Well, assume i have 2500 gl draw calls each frame (about 1000 objects) + 250 calls for ui

2500 * (~10 gl setup calls) + 250 * (5 setup calls)

This is about 26k calls per fame * 2 (VR) * 75 FPS = 4M calls per second.

Do you really think “VM bookkeeping” will not matter on a phone chip ?

No, what I meant that we should have measurements to see where are the bottlenecks exactly, and optimize based on that.

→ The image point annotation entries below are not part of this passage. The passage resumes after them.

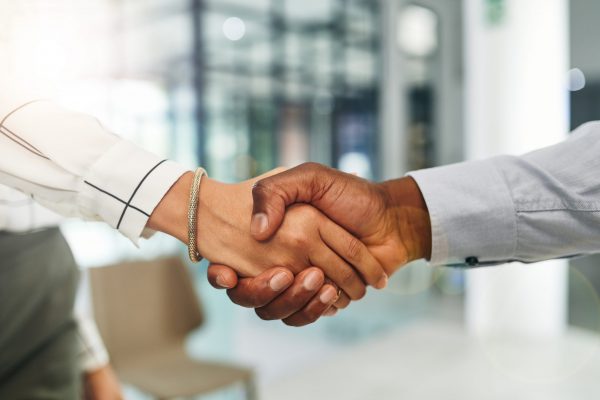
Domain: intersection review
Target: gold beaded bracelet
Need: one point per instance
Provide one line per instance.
(193, 252)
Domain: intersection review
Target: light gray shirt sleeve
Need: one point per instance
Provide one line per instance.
(539, 206)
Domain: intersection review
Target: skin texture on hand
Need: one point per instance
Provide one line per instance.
(390, 217)
(277, 294)
(306, 237)
(101, 384)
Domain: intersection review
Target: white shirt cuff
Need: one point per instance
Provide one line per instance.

Also, for the general case, you can’t just call into a native method, you need the VM to know about it. For special use cases, like calling only OpenGL functions, without ever calling back to the VM from native code, such direct calls may be feasible, but the limitations have to be documented very carefully.

Exactly, we are talking about “special use cases, like calling only OpenGL functions, without ever calling back to the VM”
This is what RoboVM has and what was performing very well. Special kind of functions declarations.

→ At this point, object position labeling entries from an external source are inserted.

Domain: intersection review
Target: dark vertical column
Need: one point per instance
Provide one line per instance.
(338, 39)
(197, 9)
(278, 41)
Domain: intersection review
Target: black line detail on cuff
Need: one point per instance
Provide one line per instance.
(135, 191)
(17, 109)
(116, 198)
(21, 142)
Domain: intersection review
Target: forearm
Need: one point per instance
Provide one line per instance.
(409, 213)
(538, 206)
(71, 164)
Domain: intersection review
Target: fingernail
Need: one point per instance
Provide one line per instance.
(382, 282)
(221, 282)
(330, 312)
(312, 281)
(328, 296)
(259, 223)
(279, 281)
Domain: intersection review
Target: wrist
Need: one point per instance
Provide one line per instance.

Isn`t “@CFunction” kind of this case ?

Hi Gergely,

Having Mac OS X support would be fantastic! I also noted in another thread that you are planning on renaming the packages from ios.* to apple.*. Is there a timeline for this? Also when are you expecting the Mac OS X functionality to be available?

I am planning to release my game in the Mac OS X store for a while, but I wasn’t able find bindings for GKLocalPlayer andStoreKit. I assume that should all be possible with MOE. If you need someone to help test the Mac OS X version, I would be glad to help out.

Great work!

Thanks,
Chris

EDIT: just realized this is thread is from 2016 (not 2019). :roll_eyes: Is there support for Mac OS X yet? I couldn’t find any documentation, so I assume it’s not ready or somewhere hidden?